Leggere con i propri figli: un atto d’amore e condivisione di esperienze, difficoltà, fantasia e felicità.
Non so dire se c’è stato un momento, nella nostra cultura occidentale, in cui ciò era diverso, ma certamente oggi la lettura è un comportamento, un abito civile, un modo di porsi nel mondo, che contraddistingue un particolare modo di essere in relazione con se stessi e con i sentimenti degli altri.
Di sicuro la capacità di codificare l’alfabeto è tremendamente importante per ogni gesto richiesto per vivere tranquillamente in un gruppo sociale; ma interpretare un segnale, acquisire un’informazione, apprendere istruzioni, non sono “leggere”: o meglio, lo sono in un senso puramente strumentale – utilissimo, fondamentale, ma non relazionale né affettivo.
Si legge insieme o da soli un libro, e sempre più leggere è caratterizzato come un tempo piacevole, scelto liberamente, sottratto al dovere e dedicato all’immateriale, al non quantificabile. Quasi nostro malgrado, sa di rivoluzionario, sa di opposizione e di scardinamento di un pressante ordine costituito.

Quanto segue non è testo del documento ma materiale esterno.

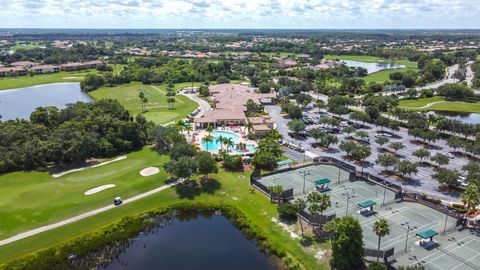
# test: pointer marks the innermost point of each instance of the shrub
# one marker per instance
(287, 211)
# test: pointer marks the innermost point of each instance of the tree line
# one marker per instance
(70, 136)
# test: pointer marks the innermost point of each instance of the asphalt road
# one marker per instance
(421, 183)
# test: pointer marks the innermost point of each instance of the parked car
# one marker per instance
(117, 201)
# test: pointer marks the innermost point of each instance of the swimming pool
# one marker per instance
(216, 145)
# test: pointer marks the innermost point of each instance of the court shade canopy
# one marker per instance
(284, 162)
(427, 234)
(322, 181)
(366, 204)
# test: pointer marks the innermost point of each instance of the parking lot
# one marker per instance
(420, 183)
(454, 249)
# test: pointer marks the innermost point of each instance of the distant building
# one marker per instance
(12, 71)
(24, 64)
(45, 69)
(230, 105)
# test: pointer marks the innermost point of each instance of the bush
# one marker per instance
(377, 266)
(232, 163)
(287, 211)
(223, 79)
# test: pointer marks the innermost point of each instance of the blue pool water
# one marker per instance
(214, 146)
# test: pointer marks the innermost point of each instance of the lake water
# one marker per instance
(21, 102)
(373, 67)
(467, 118)
(202, 241)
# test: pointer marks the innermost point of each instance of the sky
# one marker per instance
(241, 14)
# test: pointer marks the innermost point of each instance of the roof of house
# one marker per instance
(23, 64)
(215, 115)
(261, 128)
(72, 65)
(8, 69)
(43, 67)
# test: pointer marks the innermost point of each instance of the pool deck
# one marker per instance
(197, 135)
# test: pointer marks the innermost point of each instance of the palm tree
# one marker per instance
(209, 129)
(249, 126)
(221, 140)
(229, 142)
(145, 100)
(277, 190)
(207, 140)
(141, 95)
(381, 229)
(300, 205)
(470, 197)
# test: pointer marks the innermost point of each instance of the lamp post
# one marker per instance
(384, 194)
(348, 198)
(446, 220)
(338, 173)
(406, 238)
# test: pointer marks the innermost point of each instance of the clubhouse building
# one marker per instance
(229, 108)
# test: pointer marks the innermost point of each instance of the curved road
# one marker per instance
(84, 215)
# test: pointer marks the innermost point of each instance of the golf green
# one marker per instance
(32, 199)
(157, 105)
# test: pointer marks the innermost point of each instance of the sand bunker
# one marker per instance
(98, 189)
(56, 175)
(149, 171)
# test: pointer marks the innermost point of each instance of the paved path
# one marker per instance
(428, 105)
(84, 215)
(204, 106)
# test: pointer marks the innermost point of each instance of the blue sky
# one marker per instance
(315, 14)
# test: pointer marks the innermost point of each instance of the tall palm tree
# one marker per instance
(207, 140)
(381, 229)
(209, 129)
(141, 95)
(277, 190)
(249, 126)
(229, 142)
(300, 205)
(470, 197)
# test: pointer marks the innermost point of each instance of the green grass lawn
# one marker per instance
(454, 106)
(63, 76)
(380, 76)
(32, 199)
(60, 198)
(26, 81)
(157, 105)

Leggere da soli è piacevolissimo – leggere insieme è davvero una forma d’amore. Leggere con i propri figli è un coinvolgimento in un’esperienza che insegna mille cose insieme: che c’è un tempo capace di unire, che ci sono difficoltà superabili, che esiste un aiuto presente, che le esperienze lontane si possono avvicinare, che la fantasia cura tantissimi mali, che la felicità può esistere anche qui sul nostro divano.
E conserveremo – padre e figlio, padre e figlia – un ricordo indelebile.
Da accanito lettore ho due figli lettori, anche se molto diversi. Leggono molto e mi chiedono da leggere e di leggere, e sempre più sento nelle loro parole, nelle loro domande, echi di mondi a me sconosciuti per i quali spesso non ho risposta – segno che devo anche io leggere, o mi negherò gioie comuni.
In questi tempi pieni di media diversi, sento già di appartenere a un’èra finita (non c’erano che libri di carta, non c’era il web, non c’era una libreria universale per venderti qualunque testo a casa tua) ma ciò non deve sottrarmi al mio compito di guida e stimolo per l’universo della lettura – ora enormemente più vasto. Non posso far finta di non sapere che la comunicazione tipica dei media mira alla novità, per sua costituzione, sottraendo spazio e tempo alla memoria – che non può essere solo quella dei byte, dato che questi non si connettono al nostro corpo, per ora. E’ necessario insegnare, leggendo insieme, che i libri – quelli di carta, soprattutto – sono ora e adesso dei testimoni, che dicono quello che nessuno strumento d’informazione, per quanto pervasivo, aggiornato e tecnologicamente avanzato, può permettersi di dire; e che essi raccontano e costruiscono le nostre identità perché i libri rimangono, in una maniera che solo loro sanno, nel nostro cuore, nella nostra memoria e nel nostro linguaggio, ma ben oltre la nostra vita.
“Forse non ci sono giorni della nostra infanzia che abbiamo così pienamente vissuto come quelli che abbiamo creduto di lasciare senza viverli, quelli che abbiamo trascorso con un libro preferito. Di tutto ciò che, in apparenza, li riempiva per gli altri, e che noi allontanavamo come un ostacolo volgare a un piacere divino: il gioco per il quale un amico passava a prendervi sul punto più interessante, l’ape o il raggio di sole invadenti che ci costringevano ad alzare gli occhi dalla pagina o a cambiare posto, le provviste per la merenda che ci avevano fatto portare e che lasciavamo vicino a noi sulla panca, senza toccarle, mentre, sopra la nostra testa, il sole perdeva forza nel cielo blu, la cena per la quale era stato necessario rientrare e durante la quale non pensavamo che a salire per terminare, subito dopo, il capitolo interrotto; di tutto questo, di cui la lettura avrebbe dovuto impedirci di percepire altro che l’importunità, essa imprimeva al contrario in noi un ricordo talmente dolce (tanto più prezioso, secondo il nostro attuale giudizio, di quello che leggevamo allora con tanto amore), che, se ci capita ancora oggi di sfogliare questi libri di un tempo, è solo più in quanto sono gli unici calendari che abbiamo conservato dei giorni sepolti, e con la speranza di vedere riflesse sulle loro pagine le case e gli stagni che non esistono più.”